8) Colcock, BP, King, ML.: The mortality and morbidity of thyroid surgery. Surg Gynecol Obstet 114: 131, 1962.
9) Nikolai, TF, Brosseau, J., Kettrick, MA, et al: Lymphocytic thyroiditis şith spontaneously resolving hyperthyroidism (silent thyroiditis). Arch Inter Med 140: 478, 1980.
10) Amino, N., Mori, H., et al. : High prevalence of transient postpartum thyrotoxicosis and hypothyroidism. NEJM., 306: 849, 1982.

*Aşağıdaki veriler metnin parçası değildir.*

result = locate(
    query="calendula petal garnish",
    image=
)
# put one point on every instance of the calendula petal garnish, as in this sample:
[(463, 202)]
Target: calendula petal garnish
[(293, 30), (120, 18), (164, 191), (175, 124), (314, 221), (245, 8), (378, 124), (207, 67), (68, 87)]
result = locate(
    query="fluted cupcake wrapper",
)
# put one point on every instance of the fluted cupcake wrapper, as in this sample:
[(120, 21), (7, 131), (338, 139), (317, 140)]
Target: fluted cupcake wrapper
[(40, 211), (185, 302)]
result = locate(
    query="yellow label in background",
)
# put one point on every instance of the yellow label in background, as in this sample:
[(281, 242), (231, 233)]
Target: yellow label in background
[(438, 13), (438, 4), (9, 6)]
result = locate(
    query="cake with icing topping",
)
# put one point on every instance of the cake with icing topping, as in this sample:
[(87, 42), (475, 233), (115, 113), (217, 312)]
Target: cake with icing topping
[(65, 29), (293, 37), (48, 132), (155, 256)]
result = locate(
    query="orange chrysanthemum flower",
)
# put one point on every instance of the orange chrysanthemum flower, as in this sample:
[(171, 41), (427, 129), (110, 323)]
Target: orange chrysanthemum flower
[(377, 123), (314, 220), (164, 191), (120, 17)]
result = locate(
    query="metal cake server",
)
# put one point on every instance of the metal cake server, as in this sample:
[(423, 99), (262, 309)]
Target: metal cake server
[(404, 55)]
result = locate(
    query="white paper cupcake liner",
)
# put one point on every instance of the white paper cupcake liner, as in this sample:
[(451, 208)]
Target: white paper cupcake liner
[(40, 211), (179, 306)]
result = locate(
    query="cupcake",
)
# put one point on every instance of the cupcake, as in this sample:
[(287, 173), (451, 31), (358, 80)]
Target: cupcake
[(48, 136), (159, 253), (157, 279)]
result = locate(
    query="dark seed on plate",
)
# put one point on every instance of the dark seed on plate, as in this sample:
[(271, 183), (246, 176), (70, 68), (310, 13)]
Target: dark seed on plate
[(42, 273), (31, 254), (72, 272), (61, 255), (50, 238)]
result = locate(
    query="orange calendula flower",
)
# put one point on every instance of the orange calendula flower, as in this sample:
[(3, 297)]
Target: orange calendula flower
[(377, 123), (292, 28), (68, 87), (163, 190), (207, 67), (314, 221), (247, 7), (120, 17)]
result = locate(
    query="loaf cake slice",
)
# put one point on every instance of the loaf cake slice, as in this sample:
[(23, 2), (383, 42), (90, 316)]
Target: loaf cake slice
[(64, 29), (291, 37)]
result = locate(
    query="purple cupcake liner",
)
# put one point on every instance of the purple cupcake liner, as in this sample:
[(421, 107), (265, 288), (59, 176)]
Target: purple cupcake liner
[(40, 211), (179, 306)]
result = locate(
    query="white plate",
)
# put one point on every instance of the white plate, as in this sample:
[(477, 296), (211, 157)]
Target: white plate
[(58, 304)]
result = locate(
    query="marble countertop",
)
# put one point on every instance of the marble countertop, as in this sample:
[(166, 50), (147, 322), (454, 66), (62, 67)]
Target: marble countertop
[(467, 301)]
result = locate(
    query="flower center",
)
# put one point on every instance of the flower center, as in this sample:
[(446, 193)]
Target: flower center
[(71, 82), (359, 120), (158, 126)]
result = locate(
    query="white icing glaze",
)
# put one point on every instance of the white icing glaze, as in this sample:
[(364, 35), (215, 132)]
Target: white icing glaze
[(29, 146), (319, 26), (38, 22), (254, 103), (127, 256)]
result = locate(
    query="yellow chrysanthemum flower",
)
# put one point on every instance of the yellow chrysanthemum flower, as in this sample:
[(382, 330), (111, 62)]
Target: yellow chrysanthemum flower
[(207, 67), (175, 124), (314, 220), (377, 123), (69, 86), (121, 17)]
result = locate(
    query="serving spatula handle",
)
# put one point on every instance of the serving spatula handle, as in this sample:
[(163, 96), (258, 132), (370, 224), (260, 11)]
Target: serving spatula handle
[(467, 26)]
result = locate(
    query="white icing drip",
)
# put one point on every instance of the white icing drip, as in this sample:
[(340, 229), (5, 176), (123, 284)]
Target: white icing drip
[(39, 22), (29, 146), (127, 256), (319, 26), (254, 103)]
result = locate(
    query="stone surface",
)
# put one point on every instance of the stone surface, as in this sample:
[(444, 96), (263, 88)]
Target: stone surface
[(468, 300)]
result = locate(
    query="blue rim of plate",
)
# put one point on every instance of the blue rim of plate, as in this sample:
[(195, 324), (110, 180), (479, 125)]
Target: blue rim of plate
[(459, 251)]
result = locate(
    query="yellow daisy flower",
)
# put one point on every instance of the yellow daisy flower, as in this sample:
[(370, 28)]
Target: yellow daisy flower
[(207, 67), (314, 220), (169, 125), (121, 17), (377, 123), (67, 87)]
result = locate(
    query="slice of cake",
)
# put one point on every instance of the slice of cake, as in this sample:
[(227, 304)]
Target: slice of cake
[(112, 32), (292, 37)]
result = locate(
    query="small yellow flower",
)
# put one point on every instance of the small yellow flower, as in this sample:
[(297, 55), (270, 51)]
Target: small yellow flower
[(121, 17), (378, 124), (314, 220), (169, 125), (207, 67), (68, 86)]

11) Kaplan, M. M., Fwenik, M. B., et al.: Risk factors for thyroid abnormalities after neck irradiation for childhood cancer. Am. J. Med. 74: 272, 1983.
12) Schwaegerle, SM., Bauer, TŞ., Esselstyn, CB.: Riedels’ thyroiditis. Am. J. Clin. Pathol. 90: 715, 1988.
13) Harach, HR., Williams, ED.: Fibrous thyroiditis. An immunological study. Histopathology 7: 739, 1983.
14) Comings, DE., Skubi, KB., Van Eyes, J., Motulsky AG.: Familial multifocal fibrosclerosis. Ann. Intern. Med. 66: 884, 1967.